In 1985 a former fed turned smuggler making a run dropped millions of dollars worth of cocaine in Georgia's Chattahoochee Forest with the intent of delivering them to a buyer who knew to look in the area. However, through a series of unlikely events, the drug runner wound up dead in a Knoxville neighborhood when he hit the ground after his parachute didn't open, and something found the drugs before the dealers who were supposed to pick them up. That something was a black bear, a bear who ingested over thirty pounds of cocaine and was later found dead.
It's a fun story, but relatively uneventful on the bear's side. Writer Jimmy Warden imagines, what if the coked up bear went on a crazy drug fueled bender, gleefully shredding everything and everyone in its path? This is Cocaine Bear, a wonderfully vicious revisionist history of the violent escapades of a bear who quickly develops a taste for booger sugar and blood that can't be sated.
Banks and Warden have the great advantage of a wildly diverse and very game cast who occupy the various corners of this insane world and chew the scenery with as much panache as the bear chews on those bricks of cocaine.
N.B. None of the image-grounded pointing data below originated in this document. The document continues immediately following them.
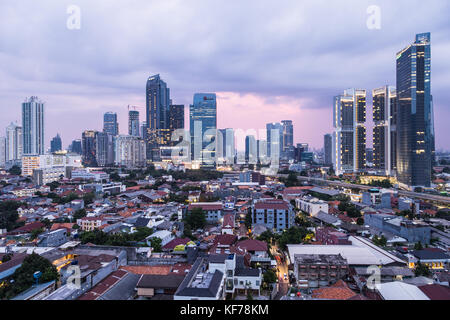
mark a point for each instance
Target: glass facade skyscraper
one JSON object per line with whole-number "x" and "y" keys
{"x": 110, "y": 124}
{"x": 274, "y": 140}
{"x": 89, "y": 148}
{"x": 33, "y": 127}
{"x": 133, "y": 123}
{"x": 288, "y": 139}
{"x": 415, "y": 129}
{"x": 349, "y": 137}
{"x": 56, "y": 144}
{"x": 203, "y": 128}
{"x": 157, "y": 112}
{"x": 385, "y": 129}
{"x": 328, "y": 149}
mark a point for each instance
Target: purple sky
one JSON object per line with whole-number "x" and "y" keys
{"x": 266, "y": 60}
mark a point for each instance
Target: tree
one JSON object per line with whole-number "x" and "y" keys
{"x": 248, "y": 219}
{"x": 380, "y": 241}
{"x": 23, "y": 276}
{"x": 8, "y": 215}
{"x": 79, "y": 214}
{"x": 293, "y": 235}
{"x": 156, "y": 244}
{"x": 196, "y": 219}
{"x": 15, "y": 170}
{"x": 6, "y": 258}
{"x": 89, "y": 198}
{"x": 270, "y": 276}
{"x": 422, "y": 270}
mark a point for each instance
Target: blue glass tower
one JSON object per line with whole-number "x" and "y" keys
{"x": 203, "y": 126}
{"x": 415, "y": 131}
{"x": 157, "y": 112}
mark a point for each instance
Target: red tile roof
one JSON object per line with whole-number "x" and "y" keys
{"x": 272, "y": 204}
{"x": 252, "y": 245}
{"x": 338, "y": 291}
{"x": 228, "y": 221}
{"x": 436, "y": 291}
{"x": 176, "y": 242}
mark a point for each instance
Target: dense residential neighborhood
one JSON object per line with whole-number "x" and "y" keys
{"x": 209, "y": 235}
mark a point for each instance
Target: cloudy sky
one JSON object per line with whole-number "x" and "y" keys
{"x": 267, "y": 60}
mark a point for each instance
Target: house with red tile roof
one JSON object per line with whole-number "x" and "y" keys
{"x": 338, "y": 291}
{"x": 228, "y": 223}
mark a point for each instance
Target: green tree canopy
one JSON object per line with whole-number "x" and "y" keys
{"x": 196, "y": 218}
Devoted character actors like Jesse Tyler Ferguson (Modern Family), Isiah Whitlock, Jr. (The Wire), the incredible Margo Martindale (Justified), and the late, great Ray Liotta (Goodfellas) give us their all, showing a kind of gusto that really speaks to Banks' direction and understanding of the gonzo tone that a film like this requires.
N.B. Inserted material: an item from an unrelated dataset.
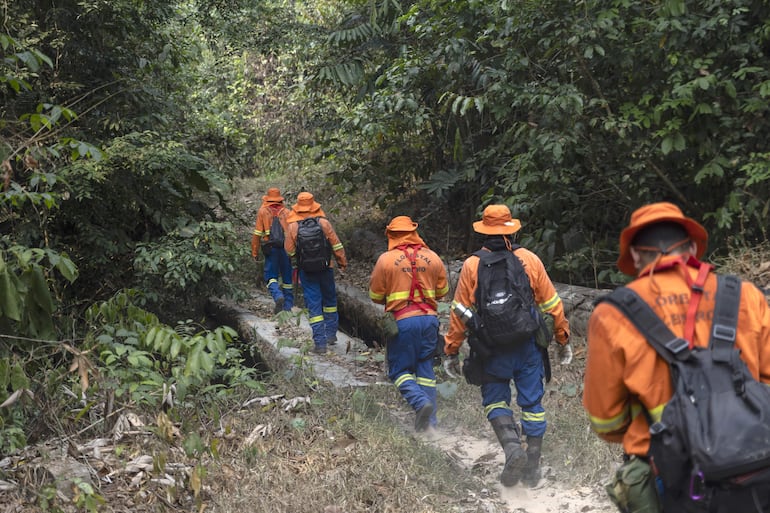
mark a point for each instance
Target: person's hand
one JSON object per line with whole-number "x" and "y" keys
{"x": 452, "y": 366}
De facto leads Keri Russell (Felicity), Alden Ehrenreich (Solo: A Star Wars Story), and O'Shea Jackson, Jr. (Ingrid Goes West) form a through line in a film that is less interested in plot than set pieces. They provide a kind of emotional gravitas that begins as charming, but does wear thin by the end as the film loses a bit of steam in the third act. Not their fault, but there's a significant shift in tone in the climax that pushes the title character to the background for large chunks of screen time, and it's really the only time the film falters.
Where Cocaine Bear really shines is in delivering a briskly paced animal attack slasher with creative kills, laugh out loud gore gags, and providing a slightly skewed version of reality that's just a little bit kookier than the one we actually inhabit. Banks and Warden aren't afraid to sic the bear on characters we care about, and once the first of our main cast bites the dust it's clear that no one is safe and that makes every moment we get to spend with these colorful characters so much more precious.
With the help of kinetic camerawork from John Guleserian (Candyman '21), a period appropriate score from one of the architects of synth pop, Devo's Mark Mothersbaugh, and whip smart editing from Joel Negron (21 Jump Street), Cocaine Bear is infused with the energy of producers Phil Lord and Christopher Miller's best work. Though it's definitely Banks behind the camera, you can definitely feel their influence, and that's not a bad thing. I don't think I've laughed in this much in a horror comedy since Tucker & Dale Vs. Evil, and that's a really high bar.
Despite the dragging in the final act when the film decides to get serious about its familial themes, Cocaine Bear is still a straight up blast. It's already in the running for my year end lists, and I expect that once it's unleashed on the world, it'll have a lot of fans clamoring for more. Meth Moose, anyone?